1

I am using apache open nlp toolkit in java.I wish to display only name enitites in a given text like geo-graphical, person etc.. Following code snippet gives string spans

try {
        System.out.println("Input : Pierre Vinken is 61 years old");
        InputStream modelIn = new FileInputStream("en-ner-person.bin");
        TokenNameFinderModel model = new TokenNameFinderModel(modelIn);
        NameFinderME nameFinder = new NameFinderME(model);
        String[] sentence = new String[]{
                "Pierre",
                "Vinken",
                "is",
                "61",
                "years",
                "old",
                "."
                };

            Span nameSpans[] = nameFinder.find(sentence);
            for(Span s: nameSpans)
                System.out.println("Name Entity : "+s.toString());
    }
    catch (IOException e) {
      e.printStackTrace();
    }

Output :

Input : Pierre Vinken is 61 years old Name Entity : [0..2) person

How can i get the equivalent string rather than span, is there any api for that?

Akash
  • 85
  • 1
  • 12
  • You have the tokenized sentence and the list indices where the name appears. Just get the relevant slice of the list of tokens and [join it](http://stackoverflow.com/questions/1751844/java-convert-liststring-to-a-joind-string). – Dan Jan 22 '15 at 17:07
  • Is there any standard api to get slice ? I know I can get characters from 0 to 2 using a for loop – Akash Jan 22 '15 at 17:30
  • [boon](https://github.com/boonproject/boon/wiki/Boon-Slice-Notation-for-List,-Set,-Map,-and-primitive-arrays) seems to be the way to go. – Dan Jan 22 '15 at 23:34

2 Answers2

2

Span has the method getCoveredText(CharSequence text) which will do this. But I don't understand why you need an API method to get the text corresponding to a span. A span clearly provides start (inclusive) and end (exclusive) integer offsets.

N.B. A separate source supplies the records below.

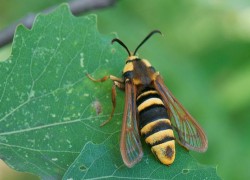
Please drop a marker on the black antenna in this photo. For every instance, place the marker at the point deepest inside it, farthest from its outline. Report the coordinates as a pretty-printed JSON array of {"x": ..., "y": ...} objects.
[
  {"x": 146, "y": 38},
  {"x": 122, "y": 44}
]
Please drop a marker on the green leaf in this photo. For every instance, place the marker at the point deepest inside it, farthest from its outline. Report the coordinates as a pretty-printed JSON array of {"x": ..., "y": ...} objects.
[
  {"x": 51, "y": 112},
  {"x": 104, "y": 161}
]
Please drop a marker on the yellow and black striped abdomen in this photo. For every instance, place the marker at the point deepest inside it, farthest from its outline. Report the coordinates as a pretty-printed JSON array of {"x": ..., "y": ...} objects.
[{"x": 155, "y": 125}]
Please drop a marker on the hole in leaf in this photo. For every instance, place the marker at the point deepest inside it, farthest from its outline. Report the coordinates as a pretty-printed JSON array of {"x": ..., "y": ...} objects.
[
  {"x": 82, "y": 168},
  {"x": 185, "y": 171}
]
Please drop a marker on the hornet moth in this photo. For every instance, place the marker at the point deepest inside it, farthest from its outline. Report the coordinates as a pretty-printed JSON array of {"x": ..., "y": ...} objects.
[{"x": 151, "y": 111}]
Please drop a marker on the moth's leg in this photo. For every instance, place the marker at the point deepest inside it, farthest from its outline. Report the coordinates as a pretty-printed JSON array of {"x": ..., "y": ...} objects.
[
  {"x": 113, "y": 78},
  {"x": 117, "y": 82}
]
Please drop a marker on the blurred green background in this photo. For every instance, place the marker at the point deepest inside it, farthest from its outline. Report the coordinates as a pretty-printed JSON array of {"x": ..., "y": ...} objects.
[{"x": 204, "y": 57}]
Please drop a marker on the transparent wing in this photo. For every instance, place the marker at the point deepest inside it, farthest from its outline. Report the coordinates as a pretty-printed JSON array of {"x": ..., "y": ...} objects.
[
  {"x": 130, "y": 144},
  {"x": 189, "y": 131}
]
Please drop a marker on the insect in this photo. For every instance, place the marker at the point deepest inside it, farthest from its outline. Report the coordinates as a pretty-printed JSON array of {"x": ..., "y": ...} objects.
[{"x": 151, "y": 111}]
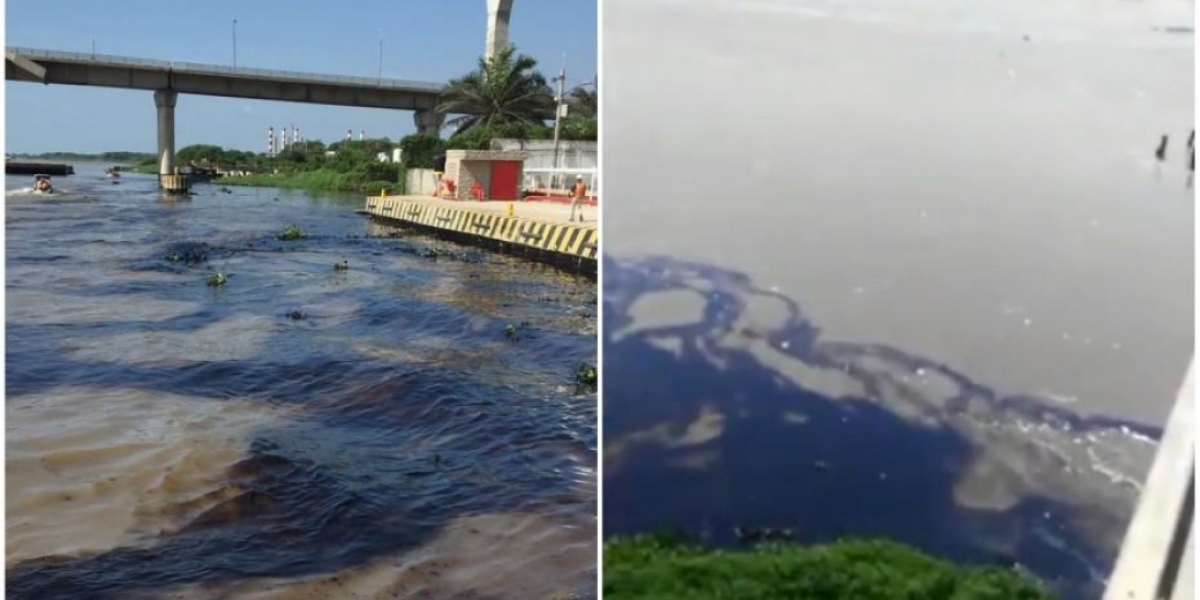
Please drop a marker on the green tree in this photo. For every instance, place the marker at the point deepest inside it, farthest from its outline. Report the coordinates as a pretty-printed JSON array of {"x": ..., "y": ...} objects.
[
  {"x": 419, "y": 150},
  {"x": 505, "y": 88},
  {"x": 199, "y": 153}
]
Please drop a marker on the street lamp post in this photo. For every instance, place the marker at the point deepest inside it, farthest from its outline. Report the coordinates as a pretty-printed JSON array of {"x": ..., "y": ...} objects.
[{"x": 558, "y": 111}]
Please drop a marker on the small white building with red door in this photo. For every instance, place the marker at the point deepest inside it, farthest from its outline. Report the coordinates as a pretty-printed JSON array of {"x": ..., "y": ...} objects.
[{"x": 485, "y": 174}]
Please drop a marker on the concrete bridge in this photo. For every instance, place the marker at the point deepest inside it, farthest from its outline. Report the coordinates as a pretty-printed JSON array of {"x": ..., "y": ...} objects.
[
  {"x": 1157, "y": 559},
  {"x": 168, "y": 79}
]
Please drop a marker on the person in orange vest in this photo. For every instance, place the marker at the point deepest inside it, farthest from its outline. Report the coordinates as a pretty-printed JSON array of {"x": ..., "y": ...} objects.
[{"x": 581, "y": 192}]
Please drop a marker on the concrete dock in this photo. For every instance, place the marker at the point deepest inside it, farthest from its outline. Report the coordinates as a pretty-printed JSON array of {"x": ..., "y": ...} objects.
[{"x": 539, "y": 229}]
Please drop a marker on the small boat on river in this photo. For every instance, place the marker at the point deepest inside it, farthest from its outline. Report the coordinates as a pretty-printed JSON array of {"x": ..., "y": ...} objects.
[{"x": 42, "y": 184}]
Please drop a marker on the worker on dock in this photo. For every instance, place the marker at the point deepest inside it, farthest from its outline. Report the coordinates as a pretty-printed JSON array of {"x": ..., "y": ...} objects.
[{"x": 580, "y": 192}]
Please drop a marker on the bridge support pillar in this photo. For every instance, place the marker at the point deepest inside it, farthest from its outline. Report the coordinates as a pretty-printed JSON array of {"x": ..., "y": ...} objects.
[
  {"x": 498, "y": 13},
  {"x": 429, "y": 123},
  {"x": 171, "y": 183}
]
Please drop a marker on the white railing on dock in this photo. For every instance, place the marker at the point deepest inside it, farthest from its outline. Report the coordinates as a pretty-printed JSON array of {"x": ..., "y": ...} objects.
[
  {"x": 1157, "y": 559},
  {"x": 561, "y": 180}
]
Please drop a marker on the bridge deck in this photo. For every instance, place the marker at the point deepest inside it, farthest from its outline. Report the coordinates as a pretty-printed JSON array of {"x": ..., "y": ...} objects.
[{"x": 1157, "y": 558}]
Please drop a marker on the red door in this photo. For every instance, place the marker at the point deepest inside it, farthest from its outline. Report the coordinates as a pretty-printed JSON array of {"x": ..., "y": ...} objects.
[{"x": 505, "y": 180}]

So the following suffices:

StringBuilder builder = new StringBuilder();
for (int i = s.getStart(); i < s.getEnd(); i++) {
    builder.append(sentences[i]).append(" ");
}
String name = builder.toString();
Chthonic Project
  • 8,216
  • 1
  • 43
  • 92
  • Ya I know that. But I was expecting a direct api to obtain a string =given a string like in python I can directly get string value by string slicing . – Akash Jan 27 '15 at 16:25
  • In general, if I need to use a method repeatedly, and for some reason it is not there in the API, I add it to my own utility class to save myself some trouble. E.g., you could write a class called `OpenNLPUtils`, and add methods. Over the years, I've found this to be quite useful, especially for larger NLP projects. – Chthonic Project Jan 27 '15 at 19:02
0

You can use the Span class itself.

The following class method returns the CharSequence that correspond to the Span instance from another CharSequence text:

/**
 * Retrieves the string covered by the current span of the specified text.
 *
 * @param text
 *
 * @return the substring covered by the current span
 */
public CharSequence getCoveredText(CharSequence text) { ... }

Notice that this class also has two static methods that accept an array of Span and respectively a CharSequence or an array of tokens (String[]) to return the equivalent array of String.

/**
 * Converts an array of {@link Span}s to an array of {@link String}s.
 *
 * @param spans
 * @param s
 * @return the strings
 */
public static String[] spansToStrings(Span[] spans, CharSequence s) {
    String[] tokens = new String[spans.length];

    for (int si = 0, sl = spans.length; si < sl; si++) {
        tokens[si] = spans[si].getCoveredText(s).toString();
    }

    return tokens;
}

public static String[] spansToStrings(Span[] spans, String[] tokens) { ... }

I hope it helps...

Stefano Bragaglia
  • 622
  • 1
  • 8
  • 25